You recently published a report named ‘A Pandemic on Mobile,’ finding several dangerous apps on the Play Store, as well as risky preinstalled apps on MEIZU devices. Does this mean that the software of some vendors or even Android’s official app store shouldn’t be blindly trusted?

No app or app store should ever be blindly trusted. While Google Play remains the safest place to download Android applications, around 30% of the malicious apps we identified were still available through the store. While we work very hard with mobile operators to protect users from malicious apps and bad actors, users should take some responsibility too and remain wary of what they’re downloading or the permissions each app asks for. And in particular, users should steer clear of third-party app stores altogether – they harbored more than 70% of all malicious apps throughout 2020.

In regards to fraudulent transactions, what is it that that needs to change on a grand scale for the situation to improve and render platforms like Secure-D less vital?

I think features like Secure-D are a vital part of it for the foreseeable future. When we’re brought into multiple operators in the same country, we’re effectively blocking revenues to criminals for a whole country. That is huge, and it’s creating a disincentive for them to continue targeting whole countries and regions. So we view security as a feature embedded in all things “mobile transactions” and inseparable from every digital sale, advertising, promotional tool. This is the way we have structured our own platform for mobile engagement going forward.

Beyond that, Google needs to keep plugging away at the vulnerabilities in their own processes to make Google Play safer. They have done some good work, but there’s still a lot more that they need to do.
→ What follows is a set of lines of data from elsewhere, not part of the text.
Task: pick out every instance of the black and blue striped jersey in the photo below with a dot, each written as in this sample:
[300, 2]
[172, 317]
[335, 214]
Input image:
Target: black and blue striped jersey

The final layer of responsibility crosses over intelligence communities, law enforcement, and governments. This is the toughest nut to crack. Some cybersecurity organizations and regulators in some countries are very sophisticated, while in other parts of the world, they are non-existent, so, globally, we have a “leaky bucket.” Cybercriminal organizations are smart and agile, and we need at least the same level of sophistication from the other side.

If you were to give our readers a single piece of “mobile security advice,” especially now that COVID has pushed everyone and everything online, what would that be?

I think the best piece of advice for readers would be to only source apps from official app stores. While neither the Apple Store nor Google Play is completely free of threats, they remain the safest channels through which to download apps. Steer clear of third-party stores, even if the apps they are peddling appear legitimate. Some of the biggest malware threats in recent years have come from seemingly innocuous apps like video editing or camera tools that seem to serve a valuable purpose. Also, be aware of data and battery depletion; they too are tell-signs of something being off.